Antigone : Le destin et la malédiction d'Œdipe Roi expliqués
Le destin dans Antigone poursuit notre héroïne depuis les événements d’Œdipe Roi. La malédiction qui pèse sur sa famille remonte à son père et à ses transgressions. Pour mieux comprendre l’ironie du destin d’Antigone, revenons à Œdipe Roi, là où tout a commencé.
Œdipe Roi
La vie tragique d’Œdipe et de sa famille commence dès la naissance d’Œdipe. Un oracle avertit Jocaste, sa mère, que son fils est destiné à tuer son père, le roi Laïos. Alarmé par cette prophétie, le roi ordonne à un serviteur d’emmener l’enfant et de le noyer dans la rivière, mais au lieu de jeter le corps du nourrisson dans les eaux peu profondes, le serviteur décide de l’abandonner sur le flanc de la montagne. Alors que le serviteur s’éloigne, un berger de Corinthe entend les cris d’un nouveau-né ; il conduit l’enfant auprès du roi et de la reine de Corinthe, qui adoptent ce pauvre bébé. Le roi Polybe et la reine Mérope de Corinthe accueillent leur fils et le nomment Œdipe.
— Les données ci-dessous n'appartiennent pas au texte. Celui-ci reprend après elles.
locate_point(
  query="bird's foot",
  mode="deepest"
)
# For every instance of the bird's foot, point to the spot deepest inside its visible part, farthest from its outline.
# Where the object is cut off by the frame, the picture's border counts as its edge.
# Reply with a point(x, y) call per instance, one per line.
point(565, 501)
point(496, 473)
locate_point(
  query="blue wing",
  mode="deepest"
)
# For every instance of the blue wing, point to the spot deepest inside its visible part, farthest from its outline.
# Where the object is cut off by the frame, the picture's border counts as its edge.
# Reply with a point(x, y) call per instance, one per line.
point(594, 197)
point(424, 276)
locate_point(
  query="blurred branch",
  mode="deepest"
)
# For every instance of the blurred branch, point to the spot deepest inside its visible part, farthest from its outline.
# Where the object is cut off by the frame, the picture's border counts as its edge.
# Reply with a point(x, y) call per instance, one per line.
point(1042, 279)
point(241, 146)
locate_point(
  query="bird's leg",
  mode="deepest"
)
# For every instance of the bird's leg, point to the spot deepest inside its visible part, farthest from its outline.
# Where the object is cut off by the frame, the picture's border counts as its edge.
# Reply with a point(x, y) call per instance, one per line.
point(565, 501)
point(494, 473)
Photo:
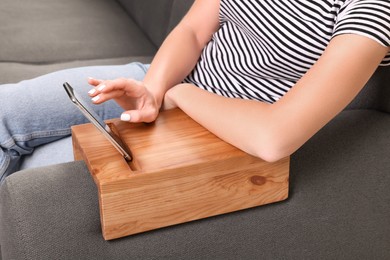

Quelques années plus tard, Œdipe décide de se rendre à Delphes, où se trouve le temple d’Apollon. Il y reçoit un oracle lui annonçant qu’il assassinerait son père de sang-froid. Craignant de nuire à ses parents aimés, Œdipe s’installe à Thèbes. Sur le chemin de Thèbes, Œdipe croise un homme plus âgé et se querelle avec lui. Dans une rage aveugle, il tue cet homme et ses serviteurs, n’en épargnant qu’un seul. Il vainc ensuite le sphynx qui rôde devant les portes de Thèbes. Dès lors, il est considéré comme un héros et reçoit l’autorisation d’épouser la reine régnante de Thèbes, Jocaste. Œdipe et Jocaste donnent naissance à deux filles et deux fils : Antigone, Ismène, Étéocle et Polynice.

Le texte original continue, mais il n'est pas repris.